The Common Core is a set of learning benchmarks in math and English language arts adopted by over 40 states that tell teachers what students need to know by the end of each grade. Recently, the standards have attracted controversy from parties as diverse as mothers concerned by abstract and different homework questions, tea party networks railing against what they see as federal overreach, and teachers' unions decrying hobbled and rushed implementation. Several states have dropped the Common Core, although some, such as Indiana, have replaced them with similar standards by a different name.

A few years ago, Jindal visited a charter school run by one of the Navis litigants to proclaim the Common Core's importance. But after a year of protracted fighting with the federal government over Jindal's expansion of school vouchers in Louisiana, the governor changed his tune.

In May, he compared the Common Core to centralized planning in Russia. In June, he wrote on Twitter that he would "not be bullied" by the feds, and that Secretary of Education Arne Duncan's "comments & actions" prove that the Common Core is indeed a "fed takeover." Duncan accused Jindal of playing politics with education.

Jindal's filing includes a section that describes the Common Core as "good intentions co-opted by federal coercion," characterizing the federal government's Race to the Top competition as "effectively compel[ling] states to adopt a single, nationalized, state of standards." (Technically, Race to the Top, which took place during the first term of President Barack Obama, rewarded points to states for adopting college- and career-oriented common academic standards, though it did name the Common Core.
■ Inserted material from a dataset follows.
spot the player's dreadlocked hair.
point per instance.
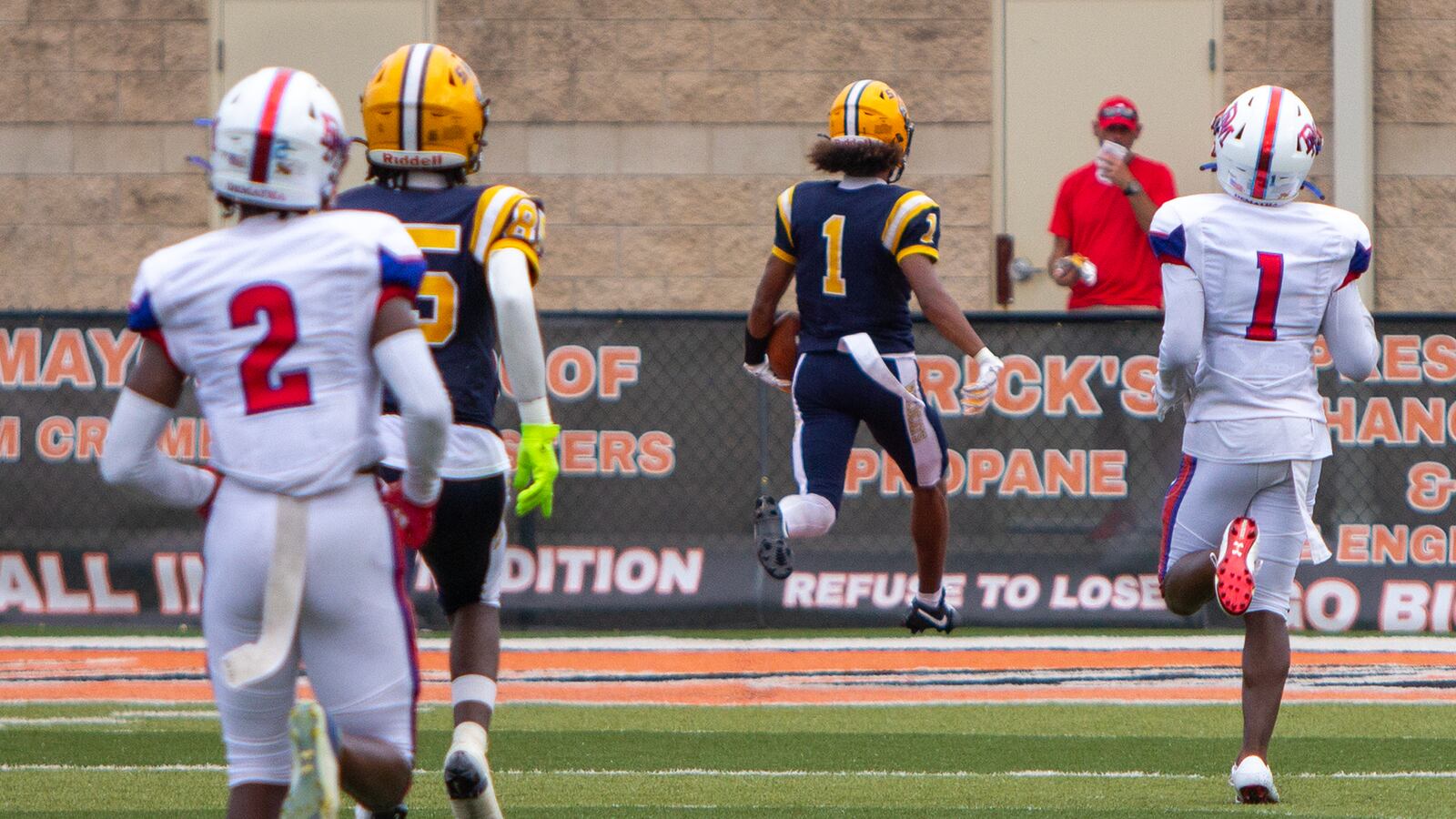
(856, 157)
Jindal has praised the initiative in the past.)

Despite signing the PARCC agreement in 2010, Jindal now characterizes it in his lawsuit as "effectively subject[ing] citizens of Louisiana to binding education policy developed by a private non-Louisiana entity." Therefore, according to the suit, "the Common Core goal of creating 'voluntary' standards to assist states has been lost." Faircloth said he thinks the suit will "unmask PARCC."

After turning against the Common Core, Jindal sought to pull out of PARCC, but the agreement he signed said the state could not leave the consortium unless its original signers agreed on Louisiana's departure -- which they do not.

Now, Jindal argues in the countersuit that the law prohibits delegating authority to a "non-public person or entity," and that the PARCC agreement is therefore invalid.

State school superintendent John White said Jindal's concerns were unfounded.

"There really is no effect whatsoever of what the administration is seeking here," said White during a call with reporters.

Later, White clarified in an email to HuffPost that while PARCC is a grant that funds test development, that development period is now over, and "there is nothing forcing" Louisiana schools to use those test questions in the future.

"Ending the agreement either prevents something from happening that's already happened, or prevents us from being made to do something no one is making us do," he told HuffPost.

Regardless of the contract technicalities, it's clear the fracas has thrown educators into chaos as they prepare to open their schools for the new academic year.

"This is a war on teachers, and today I sit and instead of getting an answer about what happens on Monday, you guys are going to court and suing the governor," said Candyce Watsey, a teacher in St. Tammany Parish, addressing the school board Tuesday during the meeting where administrators voted to join the suit against Jindal. "What am I going to tell my students?"